Journal of Thoracic Oncology 2017 June 6 [Epub ahead of print] [Link]
Tsao AS, Moon J, Wistuba II, Vogelzang NJ, Kalemkerian GP, Redman MW, Gandara DR, Kelly K
In malignant pleural mesothelioma (MPM), targeting angiogenesis, with cediranib, a vascular endothelial growth factor receptor (VEGFR) and platelet derived growth factor receptor (PDGFR) inhibitor, may have therapeutic potential.
S0905 phase I combined cediranib (2 dose cohorts 30 mg and 20 mg daily) with cisplatin-pemetrexed for 6 cycles followed by maintenance cediranib in unresectable chemo-naïve MPM patients of any histologic subtype. The primary endpoint established the MTD in combination with cisplatin-pemetrexed in a dose de-escalation schema.
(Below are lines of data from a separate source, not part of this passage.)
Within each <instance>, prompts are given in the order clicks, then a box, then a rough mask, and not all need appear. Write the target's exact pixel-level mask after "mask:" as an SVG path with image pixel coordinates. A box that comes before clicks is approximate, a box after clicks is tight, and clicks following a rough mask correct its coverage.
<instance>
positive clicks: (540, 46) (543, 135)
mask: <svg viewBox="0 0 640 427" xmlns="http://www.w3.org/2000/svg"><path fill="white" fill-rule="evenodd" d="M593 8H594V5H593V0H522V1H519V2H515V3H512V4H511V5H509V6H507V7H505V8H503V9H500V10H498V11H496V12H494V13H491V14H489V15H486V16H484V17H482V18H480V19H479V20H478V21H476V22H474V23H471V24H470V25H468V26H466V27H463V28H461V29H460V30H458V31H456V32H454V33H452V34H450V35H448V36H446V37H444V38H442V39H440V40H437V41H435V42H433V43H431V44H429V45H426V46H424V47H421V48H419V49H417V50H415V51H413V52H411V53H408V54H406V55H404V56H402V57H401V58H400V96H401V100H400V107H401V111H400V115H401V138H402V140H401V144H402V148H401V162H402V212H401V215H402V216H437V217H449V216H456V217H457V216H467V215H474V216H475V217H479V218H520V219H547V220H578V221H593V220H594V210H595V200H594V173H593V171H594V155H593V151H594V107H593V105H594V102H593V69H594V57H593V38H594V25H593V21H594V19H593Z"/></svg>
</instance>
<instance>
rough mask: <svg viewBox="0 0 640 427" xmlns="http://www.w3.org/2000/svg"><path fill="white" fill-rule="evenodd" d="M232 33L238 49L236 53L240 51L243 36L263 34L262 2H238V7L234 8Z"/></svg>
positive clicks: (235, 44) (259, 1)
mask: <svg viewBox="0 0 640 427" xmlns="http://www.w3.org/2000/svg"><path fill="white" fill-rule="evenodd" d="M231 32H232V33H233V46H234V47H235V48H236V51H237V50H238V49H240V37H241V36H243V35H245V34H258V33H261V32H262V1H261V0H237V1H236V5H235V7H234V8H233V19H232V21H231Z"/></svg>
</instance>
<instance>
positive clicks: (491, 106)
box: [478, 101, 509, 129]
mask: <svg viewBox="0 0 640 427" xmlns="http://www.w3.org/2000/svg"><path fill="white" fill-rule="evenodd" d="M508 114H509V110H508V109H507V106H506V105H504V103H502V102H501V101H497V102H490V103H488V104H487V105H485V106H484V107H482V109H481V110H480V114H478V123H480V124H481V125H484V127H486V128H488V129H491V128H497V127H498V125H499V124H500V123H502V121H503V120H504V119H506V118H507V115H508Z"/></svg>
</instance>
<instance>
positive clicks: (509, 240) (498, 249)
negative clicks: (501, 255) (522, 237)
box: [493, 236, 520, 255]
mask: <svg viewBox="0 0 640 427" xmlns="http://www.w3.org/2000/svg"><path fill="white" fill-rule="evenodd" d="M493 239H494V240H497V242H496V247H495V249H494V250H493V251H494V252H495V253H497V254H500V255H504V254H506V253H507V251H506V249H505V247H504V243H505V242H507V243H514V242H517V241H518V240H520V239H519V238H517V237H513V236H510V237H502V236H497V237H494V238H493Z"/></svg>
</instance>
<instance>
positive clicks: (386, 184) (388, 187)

A total of 20 patients (7 to cohort 30 mg, 13 to cohort 20 mg) were enrolled. In the cediranib 30 mg dose cohort, 2 of the initial 6 patients reported DLTs and the dose was deemed too toxic to continue. In the next cohort, 2 patients experienced DLTs and thus the MTD was established as cediranib at 20 mg. During the 6 cycles of cisplatin-pemetrexed-cediranib 20 mg, there were grade 3 toxicities (neutropenia, gastrointestinal) and grade 4 thrombocytopenia. No patients had any significant episodes of bleeding. By RECIST (n=17), the median PFS was 12.8 months (95% CI: 6.9 – 17.2); by modified RECIST (n=19), the median PFS was 8.6 months (95% CI: 6.1-10.9). For all patients, the disease control rate at 6 weeks was 90% and median OS was 16.2 months (95% CI: 10.5 – 28.7).
Cediranib combined with cisplatin-pemetrexed has a reasonable toxicity profile and preliminary promising efficacy. The phase II S0905 trial will evaluate the efficacy of the triplet regimen compared to the current standard of care cisplatin-pemetrexed.